Bhatt then discusses the hijra community and the various ethnographical works that have been published about them, focusing on how these works Orientalize them. She accuses such works of ignoring hijra's femininity, noting how, while hijra are quite clear about not being men, the evidence for them not being women is limited to claims they fail to embody ideal Hindu femininity, 18th century legal codes, and their inability to carry children. She also discusses how these and other third-sexed communities are contrasted with the supposedly medicalized Western transgender community, and argues that this is primarily due to a difference in access to medical care rather than meaningful differences between the communities.

=== Conclusion ===
In her conclusion, Bhatt discusses liberal feminism and how it fails actually address the root causes of misogyny, focusing on individual choice and contract law rather than structural misogyny and the ways women are coerced into obedience. She advocates instead for radical feminism, stating that it is the only way to actually confront patriarchy and misogyny. She concludes by discussing the transphobic arguments over the definition of a woman, arguing that they are not primarily an actual attempt to provide a definition, but instead a tool for policing gender.

== Reception ==
In an article on the book, published in Women's Studies, Yanyan Zhu praised it, saying "Bhatt's compelling analysis exposes how gender is not merely an identity but a system of labor extraction." She also expressed appreciation for the book's combination of theory and personal narrative, writing, "Talia Bhatt blends personal narrative and theoretical rigor to produce a transfeminism that is intellectually formidable and politically urgent." She also stated that the book was "scathing" and "incendiary" in its approach to transmisogyny and epistemicide.
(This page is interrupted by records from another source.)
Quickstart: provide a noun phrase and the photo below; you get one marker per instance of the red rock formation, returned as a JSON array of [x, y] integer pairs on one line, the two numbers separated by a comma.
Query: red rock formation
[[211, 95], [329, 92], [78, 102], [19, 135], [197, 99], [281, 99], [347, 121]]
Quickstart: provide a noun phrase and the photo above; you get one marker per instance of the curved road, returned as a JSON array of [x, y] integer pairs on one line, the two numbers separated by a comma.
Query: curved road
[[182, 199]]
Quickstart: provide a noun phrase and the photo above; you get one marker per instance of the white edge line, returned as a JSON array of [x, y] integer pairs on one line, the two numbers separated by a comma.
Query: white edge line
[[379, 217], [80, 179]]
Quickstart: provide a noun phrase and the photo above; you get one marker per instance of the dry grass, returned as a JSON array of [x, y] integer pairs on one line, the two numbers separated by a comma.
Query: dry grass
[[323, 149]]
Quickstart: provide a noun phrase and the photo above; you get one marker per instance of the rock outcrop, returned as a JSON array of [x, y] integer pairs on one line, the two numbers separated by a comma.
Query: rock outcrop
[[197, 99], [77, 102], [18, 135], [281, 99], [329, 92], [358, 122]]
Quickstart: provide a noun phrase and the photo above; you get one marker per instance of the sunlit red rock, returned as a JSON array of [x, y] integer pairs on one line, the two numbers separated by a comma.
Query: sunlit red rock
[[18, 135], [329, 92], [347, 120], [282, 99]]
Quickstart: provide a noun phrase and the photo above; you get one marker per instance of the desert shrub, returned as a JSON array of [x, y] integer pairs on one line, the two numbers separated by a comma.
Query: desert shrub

The Transfeminine Review, a publication dedicated to transfeminine literature, placed Trans/Rad/Fem on their suggested reading list for readers interested in transfeminism, stating that "[w]hile the competition may be stiff for the best book of 2025, there's a serious argument to be made that Trans/Rad/Fem is the most important." They also predicted the book would become a major piece of transfeminist literature, calling it "a crucial new cornerstone text for transfeminism as a discipline."

The book also received The Transfeminine Review 2025 Reader's Choice Award for nonfiction. It was stated to be a "generation-defining manifesto" and "the book we needed this year." It was also called "the single most popular work of transfeminist theory since ... 2007" and won the vote in the largest blowout in the history of The Transfeminine Review.

== Sequel ==
A sequel, Brown/Trans/Les, was published on 26 January 2026.